“Someday… SOME day… I’ll have a gift wrapping station for myself…”  My client said this wistfully while we were working on another project about a week ago. It hadn’t come up on her wish list when we talked about the rest of her home.  Everything on her list had been very practical, and benefitting the entire family of 6.

       As a mom of 4 kids and part of a much larger family of cousins and such, this client finds herself constantly wrapping gifts. Lucky for her, it’s also a task she enjoys doing.  It was just a pain to do, and when she has to do it as often as she does, it becomes a regular part of life.  The problems were:

  • She has no dedicated space for either wrapping or storing her supplies.  Any time she needs to wrap things, she has to gather things from other areas, and find a place to work that is clear enough to use at the time.

  • It all needs to be cleaned up promptly afterwards, which is fine for one gift, but annoying during the holiday season.

  • When she wants wrapping paper, her husband has to fetch it for her from a place way in the basement because she can’t find them or reach them.

  • Gift bags get stashed in other places, especially ones that come in and can be re-used

  • Scissors can disappear in a house like this, with 4 kids!  They need to be hunted down each time.

  • She rarely used ribbons, since they require a bit more space to really use the kind she’d like to use, if it were easier.

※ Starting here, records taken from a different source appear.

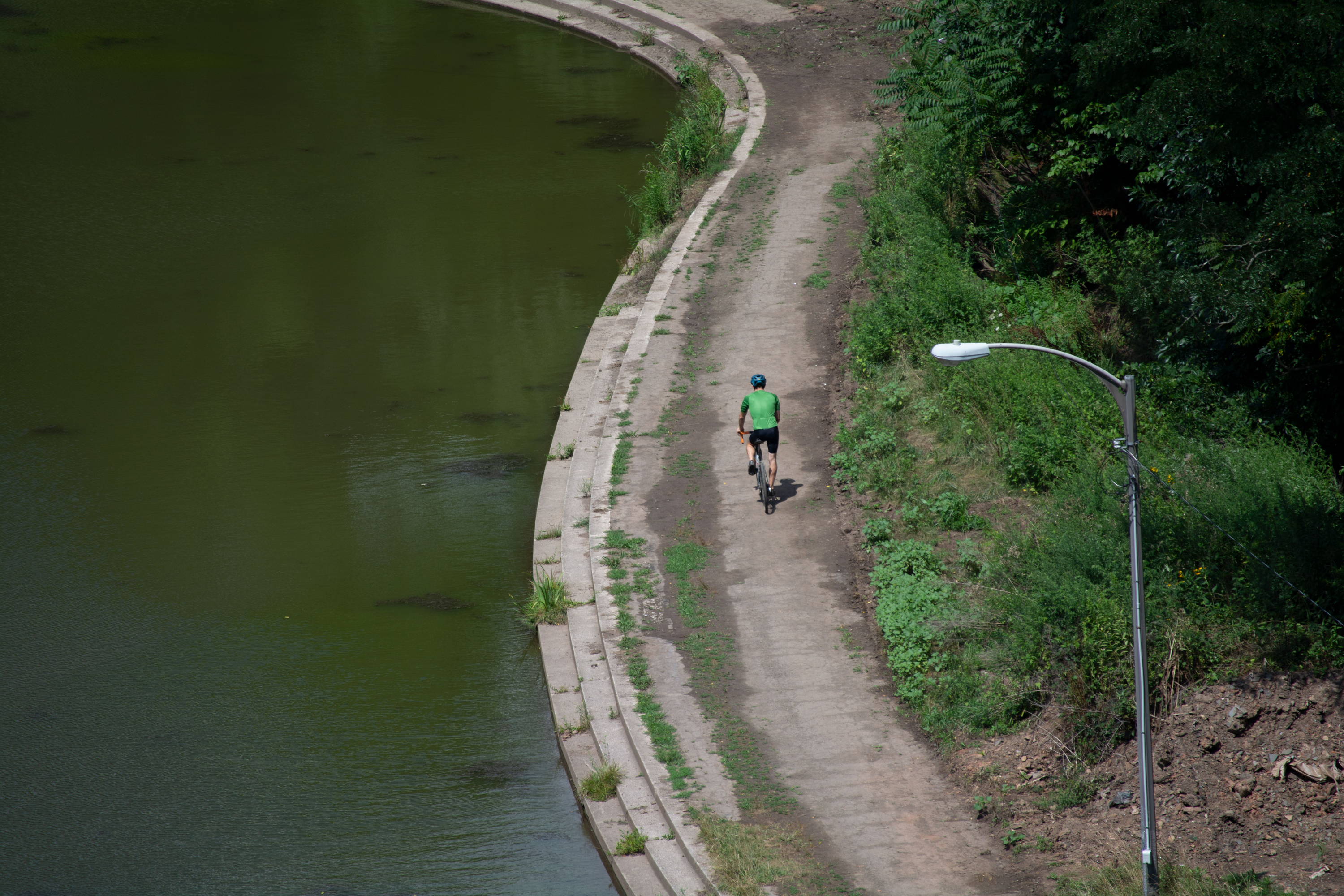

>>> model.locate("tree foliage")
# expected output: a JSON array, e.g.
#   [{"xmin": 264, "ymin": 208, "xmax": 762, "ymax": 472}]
[{"xmin": 879, "ymin": 0, "xmax": 1344, "ymax": 454}]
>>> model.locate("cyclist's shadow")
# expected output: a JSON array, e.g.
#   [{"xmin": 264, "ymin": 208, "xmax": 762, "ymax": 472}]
[{"xmin": 774, "ymin": 479, "xmax": 802, "ymax": 504}]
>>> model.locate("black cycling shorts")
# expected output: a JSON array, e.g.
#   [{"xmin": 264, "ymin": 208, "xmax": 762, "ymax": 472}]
[{"xmin": 747, "ymin": 426, "xmax": 780, "ymax": 454}]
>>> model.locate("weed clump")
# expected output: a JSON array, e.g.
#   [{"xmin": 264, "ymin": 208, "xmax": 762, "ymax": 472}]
[
  {"xmin": 523, "ymin": 571, "xmax": 577, "ymax": 625},
  {"xmin": 579, "ymin": 762, "xmax": 625, "ymax": 802},
  {"xmin": 629, "ymin": 55, "xmax": 737, "ymax": 239}
]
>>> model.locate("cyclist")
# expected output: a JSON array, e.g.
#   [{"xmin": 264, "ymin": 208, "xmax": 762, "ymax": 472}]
[{"xmin": 738, "ymin": 374, "xmax": 784, "ymax": 497}]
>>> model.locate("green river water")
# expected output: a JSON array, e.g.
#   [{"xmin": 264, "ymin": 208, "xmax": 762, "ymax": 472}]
[{"xmin": 0, "ymin": 0, "xmax": 675, "ymax": 896}]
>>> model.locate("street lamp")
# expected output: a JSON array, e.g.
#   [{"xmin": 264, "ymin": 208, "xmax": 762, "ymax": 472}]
[{"xmin": 933, "ymin": 340, "xmax": 1157, "ymax": 896}]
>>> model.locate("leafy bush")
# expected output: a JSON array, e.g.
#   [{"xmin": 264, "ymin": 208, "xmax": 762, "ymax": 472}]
[
  {"xmin": 579, "ymin": 762, "xmax": 625, "ymax": 802},
  {"xmin": 871, "ymin": 541, "xmax": 952, "ymax": 704}
]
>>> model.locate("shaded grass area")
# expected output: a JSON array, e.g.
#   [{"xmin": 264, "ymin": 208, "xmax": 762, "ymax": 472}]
[
  {"xmin": 691, "ymin": 809, "xmax": 864, "ymax": 896},
  {"xmin": 603, "ymin": 529, "xmax": 696, "ymax": 795},
  {"xmin": 680, "ymin": 631, "xmax": 798, "ymax": 815},
  {"xmin": 579, "ymin": 762, "xmax": 625, "ymax": 802},
  {"xmin": 663, "ymin": 541, "xmax": 714, "ymax": 629}
]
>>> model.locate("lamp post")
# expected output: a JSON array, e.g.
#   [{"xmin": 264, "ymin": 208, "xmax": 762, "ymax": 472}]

       I had asked her where she imagined this space would be some day, and she said her basement, once they were done finishing it in the (somewhat far off) future. When we were touring her semi-finished basement later that day, I noticed that the space under the staircase was pretty large, and currently filled with cubicles and toys that don’t seem to be in the rotation at this point in her kids’ life, and some bags I knew were already filled with donations.  I eyed it up and said, “Don’t you think this space would make a good wrapping station?”   Her eyes lit up!  She saw what I saw:  a wide space, good height (especially for her), and most of what was under there would probably get gobbled up in a donation-gathering anyway.

stairs before

       Around the corner from that space, I saw some boxes of things to be donated in a corner, but they were sitting on top of a rolling butcher block kitchen cart, with shelves underneath. I asked about it, and she said they used to use it in the kitchen, weren’t using it anymore, it just came down here with no plan.  I said to her, “I bet you could wrap gifts on it…”  And the plan was in place!

       On my next visit, we had two objectives:  Get all the donation items in the basement ready for a scheduled pick up (which emptied out both the under-the-stairs area and the on-top-of-the-cart stash, and set up the basics for a wrapping paper station.  I’d purchased some supplies that I thought we could try out in the space, and we went to work.

       We needed to find space for multiple sizes of gift bags, wrapping paper rolls (but not a lot of them), ribbon, bows, tissue paper and supplies like scissors and tape.  I didn’t want to nail or screw anything into the wall, but there is certainly potential to do that in the future if she wants. So, we used 3M Command Hooks for a few items, and started to layout the best arrangement of things.

stairs after

stairs after 2

       All in all, it was a great upgrade to a wasted space for something she really imagined was a huge luxury to have! Here are some of the great features of the space:

  • The repurposed cart will roll out to wherever she wants to use it, if she needs more room.  She even has a large area of wide-open floor next to it if she’s working on something large or cumbersome.

  • A pants hanger, with swing-out arms, holds ribbon either in-place over the cart to use, or comes off the hanger easily.

  • The pants hanger can also be used for things like scissors or tape.

  • Gift bags are organized by size and stored in other bags (that she will likely not use). (She may pick up plain brown ones to have all three bag holders match, too).

  • Clear plastic pails from a craft store help for see-through storage of bows (on shelf under cart) and tools like scissors or tape.

  • The garbage pail has a flat back and nestles perfectly under the stairs, but is deep enough that both short and taller rolls fit well under different stair heights.

  • Tissue paper will lie flat on the lower shelves, out of the way, stored neatly.

  • 3M Command hooks allow for non-permanent, but sturdy, placement of tools right now. If she wants to move things around, she can. If she wants to make them more permanent, some nails or hooks in the wall will work fine.

  • Another trash pail in the space will be convenient for collecting trash or recycling after wrapping.

  • She’ll add some battery-powered task lighting under the stairs to make it a brighter space.

  • She even has room to store a small tote or two of party supplies she uses regularly, stashed in other places in the house.

  • We spent some money on a few supplies (the garbage pail and hanger, and the Command hooks), but for the most part, this was a very inexpensive remake.

  • And, because it is in the basement, if she needs some privacy while wrapping gifts that are meant to be a surprise, she can use the space when the kids are not there, and not have to drag out and gather all her wrapping supplies in some temporary place every time she wants to do something, or have it take over her bedroom, which really needs to be a bedroom!

This was such a fun project, and we were done with the clear out and the set up in less than two hours. The important thing is that we were able to turn a dream that turned out to be not so lofty into reality, and my client is thrilled with her new space!